Anyway, things start when the bad guys stroll into our little diner, make some threats at gunpoint, head bad guy gets coffee spilled on him straight from the pot and doesn’t flinch, and then pop comes out with a shotgun–clearly this isn’t his first run-in with these slimeballs. Maybe I’ve watched too much 24, but at this point, I really thought pop was within his rights to fire that shotgun instead of threaten with it. He gets too close to the bad guys and then gets it taken away (this happens all the time on TV).

I’m telling you, before he was president, Bill Clinton was a truck driver.

The plan opens with a heist, but first we have to stop a truck. Face uses a trick he’s actually quite familiar with thanks to being on the receiving end of it–recruiting one of our clients for the ol’ “pretty girl with car trouble” routine. It works like a charm (I mean really, when does that trick ever fail?). Meanwhile, the boys swipe some supplies from the bad guys, who try to stop their truck with a fence that never had a chance. From the “it’s the little things” department, I appreciated that B.A. intentionally swerved to make sure he took out the guard station, too.

Then comes another scene I had an issue with–Face goes right back in as a supposedly confused insurance adjuster. Even a below average bad guy should have figured out that it’s no coincidence that he’s 1) in the middle of an op; 2) his supplies just got raided; and now 3) there’s some goofball insurance guy rummaging through his sensitive documents. Anyway, the bad guys are ready to just plain blow up the shop now, so our heroes scam up a bomb-sniffing dog during an awesome scene where Murdock does his best James Earl Jones for an impression of a certain, famous bad guy from a galaxy far, far away.

Pup finds the explosives in the truck, which blows up real good–then, this time having brought a well-appointed machine shop with them in the back of The Van, the team re-uses the same truck, turning it into a tank.

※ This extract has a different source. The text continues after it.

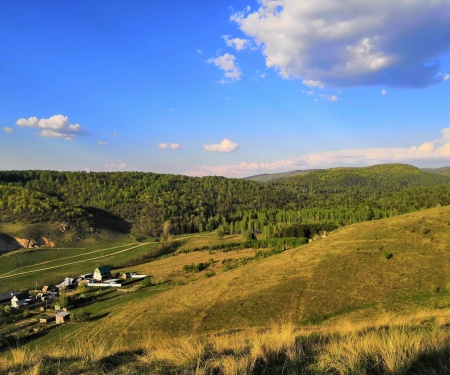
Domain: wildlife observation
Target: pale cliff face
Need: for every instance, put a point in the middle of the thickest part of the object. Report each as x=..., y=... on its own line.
x=8, y=243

Another issue with this ep is the signing of the documents–it’s been a while since I’ve had this complaint, but pieces of paper do not end fights. Our clients are giving up as if it’s all over simply because someone signed a document. Fortunately the team tanks through the walls of the bad guy place, every one gets punched out, and we win, with our clients taking away an important lesson my reader has known for weeks now–fists end fights, not papers!

Speaking of fists, that brings me to the last problem with this ep. The bad guys refer to our heroes as “guys with machine guns.” As it turns out, the only guns we’ve seen this ep are the gun pop had, the guns the bad guys had, and Hannibal’s pistol. As far as they know, there were no machine guns. Not only that, but Face also charged the clients quite clearly for the machine guns–guns we used or even even saw. He charged them for ammo, too, which means despite the math below, Face still managed to overcharge them by $800.

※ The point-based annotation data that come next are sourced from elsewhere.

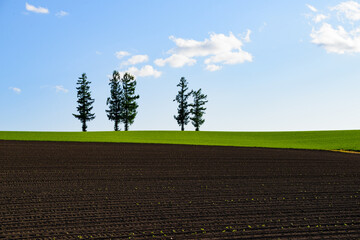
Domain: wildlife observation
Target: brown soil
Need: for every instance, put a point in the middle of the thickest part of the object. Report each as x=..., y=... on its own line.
x=137, y=191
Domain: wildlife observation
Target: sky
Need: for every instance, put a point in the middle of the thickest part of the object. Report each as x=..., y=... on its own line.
x=264, y=65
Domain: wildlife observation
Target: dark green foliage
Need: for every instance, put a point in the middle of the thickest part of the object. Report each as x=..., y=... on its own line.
x=115, y=100
x=183, y=113
x=84, y=102
x=128, y=104
x=197, y=109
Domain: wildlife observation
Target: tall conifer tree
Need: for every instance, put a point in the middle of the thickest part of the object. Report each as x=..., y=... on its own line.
x=84, y=101
x=115, y=100
x=183, y=112
x=129, y=104
x=197, y=109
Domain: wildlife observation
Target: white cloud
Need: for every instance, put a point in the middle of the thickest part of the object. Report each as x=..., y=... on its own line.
x=61, y=14
x=175, y=61
x=60, y=88
x=312, y=8
x=230, y=58
x=121, y=54
x=219, y=48
x=136, y=59
x=145, y=71
x=350, y=9
x=319, y=18
x=213, y=67
x=342, y=36
x=32, y=8
x=336, y=40
x=16, y=90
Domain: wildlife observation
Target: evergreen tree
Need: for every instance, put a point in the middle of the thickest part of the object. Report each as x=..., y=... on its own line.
x=128, y=104
x=85, y=102
x=115, y=100
x=197, y=109
x=183, y=113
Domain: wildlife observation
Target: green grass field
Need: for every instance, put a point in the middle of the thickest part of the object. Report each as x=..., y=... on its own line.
x=324, y=140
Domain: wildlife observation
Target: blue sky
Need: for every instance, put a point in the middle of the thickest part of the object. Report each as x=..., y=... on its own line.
x=265, y=65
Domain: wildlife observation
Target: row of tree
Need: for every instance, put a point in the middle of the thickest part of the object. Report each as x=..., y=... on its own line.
x=122, y=102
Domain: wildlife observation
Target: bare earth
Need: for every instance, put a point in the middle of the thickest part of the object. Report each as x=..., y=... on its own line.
x=137, y=191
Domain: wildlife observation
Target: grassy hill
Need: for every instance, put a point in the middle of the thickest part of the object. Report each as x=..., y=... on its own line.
x=325, y=140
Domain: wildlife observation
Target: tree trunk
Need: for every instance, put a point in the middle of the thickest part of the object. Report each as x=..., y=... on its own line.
x=84, y=126
x=116, y=127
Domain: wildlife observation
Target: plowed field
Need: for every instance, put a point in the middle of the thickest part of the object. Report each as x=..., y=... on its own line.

Now this last one I can perhaps forgive–lovable Face, scoundrel that he is, I don’t think can resist the temptation of scamming an extra $800 out of the clients while making it look like a discount. Especially if it makes him look good for the girl.

Special Feature: A-Team Pricing

We got some terrific data this episode that lets us actually calculate what it costs to hire the A-Team! It’s been a while since we’ve had a lesson in Face Does Accounting, but here are the numbers he gave us:

  • Two day job, paying $3650 total
  • Cookbook: (estimated $20)
  • Four Ruger Mini-14 guns @ $100/day each (totaling $800)
  • Miscelaneous Ammo (let’s assume 100 rounds @ $0.30/each totalling $30)

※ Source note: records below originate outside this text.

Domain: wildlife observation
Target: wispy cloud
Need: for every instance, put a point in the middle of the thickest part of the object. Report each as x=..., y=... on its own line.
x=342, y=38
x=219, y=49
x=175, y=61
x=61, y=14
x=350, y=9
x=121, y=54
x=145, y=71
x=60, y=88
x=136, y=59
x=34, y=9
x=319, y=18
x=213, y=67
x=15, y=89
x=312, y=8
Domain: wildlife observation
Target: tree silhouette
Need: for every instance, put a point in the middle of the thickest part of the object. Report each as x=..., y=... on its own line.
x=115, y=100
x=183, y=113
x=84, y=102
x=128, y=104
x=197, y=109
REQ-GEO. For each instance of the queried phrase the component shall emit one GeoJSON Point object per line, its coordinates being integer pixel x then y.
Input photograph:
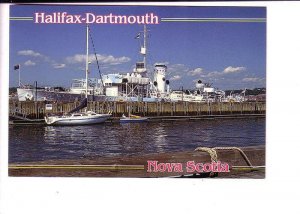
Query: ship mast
{"type": "Point", "coordinates": [87, 62]}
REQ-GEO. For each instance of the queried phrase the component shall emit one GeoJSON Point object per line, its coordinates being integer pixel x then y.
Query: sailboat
{"type": "Point", "coordinates": [82, 118]}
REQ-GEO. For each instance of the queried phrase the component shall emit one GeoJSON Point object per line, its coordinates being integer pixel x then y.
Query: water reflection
{"type": "Point", "coordinates": [33, 143]}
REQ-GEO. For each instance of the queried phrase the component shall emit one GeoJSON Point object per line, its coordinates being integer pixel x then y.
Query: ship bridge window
{"type": "Point", "coordinates": [140, 65]}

The team’s going rate can be estimated as $1400/day. Adjusted for inflation, that’s $3348/day in today’s (2019) money. That’s a bit under one month’s income for an average American ($3922). You could further say it’s about $40/hr for each man, but it’s unrealistic to assume an 8 hour work day.

Spend a month’s wages to hire the A-Team for a day? I’d do that, even if just to take’em to lunch and hang out! Of course we’d probably want at least one gun, so call it an even $3500. B.A., I’ll even make sure there’s plenty of milk on hand for you!